Nachdem sie schweigend gegessen hatten, legte Ron sein Messer und seine Gabel auf den Teller. »Das war lecker, Sal! Ich sehe, Sie haben den ganzen Teller leer gemacht, Ian.«

Ian nickte, immer noch auf dem letzten Stück Fleisch kauend, und sagte: »Ja, danke, Sal. Ich hatte wirklich Hunger.«

Sie begann, das Geschirr abzuräumen. »Das überrascht mich nicht. Ich wette, unsere Rebecca hat Sie durch die halbe Stadt gejagt.«

Rebecca lächelte nur und stand auf, um ihr zu helfen.
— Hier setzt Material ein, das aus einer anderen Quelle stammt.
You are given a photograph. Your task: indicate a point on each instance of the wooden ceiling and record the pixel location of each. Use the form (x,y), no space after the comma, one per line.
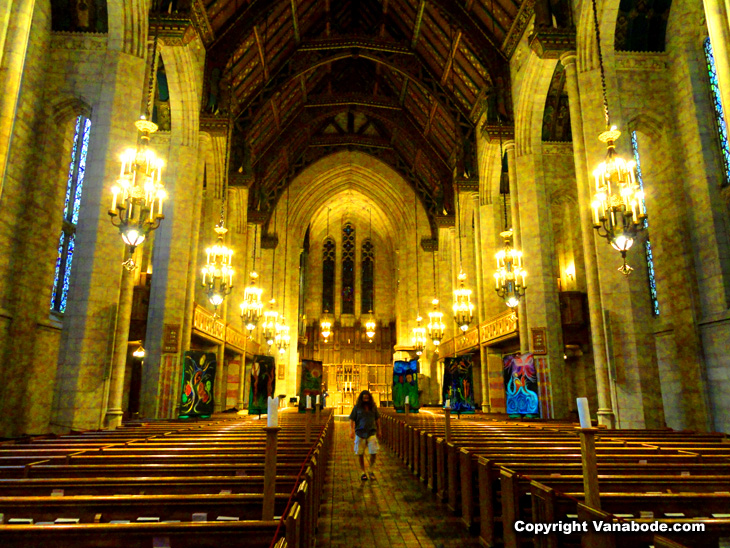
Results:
(403,80)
Wie ihre Verwandten hatte auch sie während der gesamten Mahlzeit nicht ein Wort gesprochen. Hielt man es hier für schlechtes Benehmen, während des Essens zu reden, fragte sich Ian. Aber dann sagte ihm sein gesunder Menschenverstand, dass Ron und Sal nach einigen hektischen Stunden in der Kneipe wahrscheinlich einfach genug Gespräche geführt hatten. Sie wollten dann wahrscheinlich einfach nur essen. Und zu seiner Erleichterung war der Nachtisch, den Sal ihnen nun noch auftischte, viel besser als der Hauptgang – ein klassischer Reispudding, sehr cremig und mit einer leckeren braunen Muskatnusshaut oben drauf.

»Den kann ich einfach unten in den Ofen stellen und sich selbst überlassen«, erklärte Sal ihm. »Mögen Sie die Haut?«

»Ja, gerne.«

»Kriegst die Zähne heute wohl nicht auseinander, was, Rebecca?«, meinte Ron plötzlich, woraufhin Rebecca rot wurde. Seit sie hergekommen waren, fühlte sie sich unwohl. Ian wirkte in diesem vertrauten, schäbigen kleinen Zimmer so fehl am Platz. Außerdem schämte sie sich. Während Ian in seinem weißen Hemd und dem Schlips sehr schick aussah, saß Ron in Hosenträgern am Tisch. Warum er einen Gürtel und Hosenträger brauchte, war ihr ohnehin schleierhaft. Im Zimmer war es unerträglich heiß. Im Kamin brannte ein Kohlenfeuer. Sie hatten nie Schwierigkeiten mit ihrer Kohleration, was einem Tauschgeschäft zwischen Ron und einem seiner Stammgäste zu verdanken war. »Ich bin lieber innen drin feucht und glücklich«, hatte Stan, ein Witwer, der allein lebte, erklärt, »als draußen warm und unglücklich!« Und so lag als Gegenleistung für das Freibier regelmäßig ein Sack mit den besten Briketts vor der Hintertür.